Today in Flock Talk, I spoke about the hefty expectations that accompany Mark Helfrich into his new office and new position.
Within the article, I refer back to some classic literature to express some points that I find relevant to the situation that Helfrich faces. The issue at hand is that Helfrich may be in the untenable position of a no-win situation.
For much of the off-season we have heard from various pundits how this program was defined by Kelly. At the heart of this thought process is the quiet nature of Helfrich. Unlike Kelly, he was not a brash coordinator that completely changed the culture; at least, not that anyone knows. Whatever imprint Helfrich had on the program, he was seemingly in the background.
Even the playcalling was speculated to have been, mostly, out of his control. Sure, he was responsible for game-planning along with other coaches, but not really for the play calling.
Maybe, though, this is where Helfrich's genius lay; not in being a mad scientist drawing up plays in the sand; but in his immaculate attention to detail. Every fine point of a game plan. Considering every possible move and counter move. Maybe his genius was in his strategic ability.
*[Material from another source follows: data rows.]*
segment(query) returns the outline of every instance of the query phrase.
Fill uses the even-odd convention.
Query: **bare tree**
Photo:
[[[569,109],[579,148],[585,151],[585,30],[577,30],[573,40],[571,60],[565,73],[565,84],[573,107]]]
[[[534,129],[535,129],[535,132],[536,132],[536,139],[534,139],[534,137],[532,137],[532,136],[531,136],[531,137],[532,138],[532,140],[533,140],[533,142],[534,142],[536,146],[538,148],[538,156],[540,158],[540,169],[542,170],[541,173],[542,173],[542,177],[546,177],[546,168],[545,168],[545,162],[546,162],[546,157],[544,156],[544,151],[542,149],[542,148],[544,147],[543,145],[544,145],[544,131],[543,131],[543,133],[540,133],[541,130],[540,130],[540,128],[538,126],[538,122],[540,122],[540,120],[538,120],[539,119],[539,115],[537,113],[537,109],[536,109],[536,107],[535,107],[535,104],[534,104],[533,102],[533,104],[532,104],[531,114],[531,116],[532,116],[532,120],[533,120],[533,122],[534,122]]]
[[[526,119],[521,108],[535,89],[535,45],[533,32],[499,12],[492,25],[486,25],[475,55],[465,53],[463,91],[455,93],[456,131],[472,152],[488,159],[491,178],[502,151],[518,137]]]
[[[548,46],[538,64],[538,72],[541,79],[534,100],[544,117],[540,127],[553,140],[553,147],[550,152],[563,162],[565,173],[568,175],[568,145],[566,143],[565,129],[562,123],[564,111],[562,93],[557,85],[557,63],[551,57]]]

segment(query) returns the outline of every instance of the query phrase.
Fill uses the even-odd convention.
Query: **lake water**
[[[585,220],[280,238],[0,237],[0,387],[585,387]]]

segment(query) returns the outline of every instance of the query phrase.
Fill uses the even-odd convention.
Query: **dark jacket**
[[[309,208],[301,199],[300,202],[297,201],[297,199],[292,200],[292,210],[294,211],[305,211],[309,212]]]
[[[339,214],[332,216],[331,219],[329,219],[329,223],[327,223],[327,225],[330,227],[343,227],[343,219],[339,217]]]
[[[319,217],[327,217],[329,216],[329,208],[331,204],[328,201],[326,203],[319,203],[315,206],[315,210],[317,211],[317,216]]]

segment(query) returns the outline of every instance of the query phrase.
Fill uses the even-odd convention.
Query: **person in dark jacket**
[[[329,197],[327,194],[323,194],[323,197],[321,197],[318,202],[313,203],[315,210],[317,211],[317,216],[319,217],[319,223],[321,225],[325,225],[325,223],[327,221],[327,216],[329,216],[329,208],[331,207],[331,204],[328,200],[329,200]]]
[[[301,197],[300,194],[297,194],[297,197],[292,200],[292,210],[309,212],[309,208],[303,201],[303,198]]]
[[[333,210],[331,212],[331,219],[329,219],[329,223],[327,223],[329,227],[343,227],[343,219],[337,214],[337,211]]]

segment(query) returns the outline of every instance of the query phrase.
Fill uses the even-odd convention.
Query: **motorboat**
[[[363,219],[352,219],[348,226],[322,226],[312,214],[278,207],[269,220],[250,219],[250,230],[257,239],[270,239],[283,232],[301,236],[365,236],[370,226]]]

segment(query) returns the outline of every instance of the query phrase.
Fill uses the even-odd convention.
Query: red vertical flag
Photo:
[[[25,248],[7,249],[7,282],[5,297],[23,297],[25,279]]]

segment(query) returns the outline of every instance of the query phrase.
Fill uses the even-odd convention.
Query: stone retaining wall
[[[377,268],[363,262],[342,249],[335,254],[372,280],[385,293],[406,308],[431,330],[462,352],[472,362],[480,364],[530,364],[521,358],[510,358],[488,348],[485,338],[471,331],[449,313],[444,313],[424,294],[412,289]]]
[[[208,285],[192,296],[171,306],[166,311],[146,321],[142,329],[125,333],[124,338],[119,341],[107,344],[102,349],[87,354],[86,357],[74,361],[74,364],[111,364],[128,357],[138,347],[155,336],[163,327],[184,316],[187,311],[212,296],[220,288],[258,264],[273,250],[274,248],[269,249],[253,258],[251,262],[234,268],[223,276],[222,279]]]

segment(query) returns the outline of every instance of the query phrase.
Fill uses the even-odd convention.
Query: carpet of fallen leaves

That tends to fit into his personality a lot better than Kelly.
Kelly had vision and he had passion, and he paid attention to seemingly every detail. But, from my perspective, he paid attention to every detail from a large perspective and it was others that actually paid attention to the minutiae of the details.
The problem in 2013, unfortunately, is that if Helfrich goes on to win big, he will hear that he had little to do with the success that this is the "team that Chip built." If he loses? The criticism will be even worse! "How could he not win big with the team Chip left behind?"
Enlightenment philosopher and writer once said that "man is born free and everywhere he is in chains." This must be a little bit how Helfrich feels. He is his own coach and his own main, but is constrained by the expectations left behind by his predecessor.
It is really unfortunate because the one thing we can be sure of is that Mark Helfrich did have an impact on this team over the last four years. While most people have focused on the running aspect of the Oregon quarterbacks, think for a moment about the evolution of the position. That is Mark Helfrich. Without Helfrich, the Ducks may have been led by a strong of Masoli clones at the quarterback. While he was exciting on the field at times, the inconsistencies were unbearable.
Under Helfrich the quarterback play has evolved to the point where there are fewer and fewer flaws. Helfrich knows how to coach pro-style quarterbacks; and that is why Chip Kelly brought him to Oregon.
One of the quotes from Flock Talk was from Fyodor Dostoyevsky. "Taking a new step, uttering a new word, is what people fear most."
Truer words may have never been written, but fear not Duck fans, the next step and the next word from the Duck football team will not really be new; they will just have a new voice.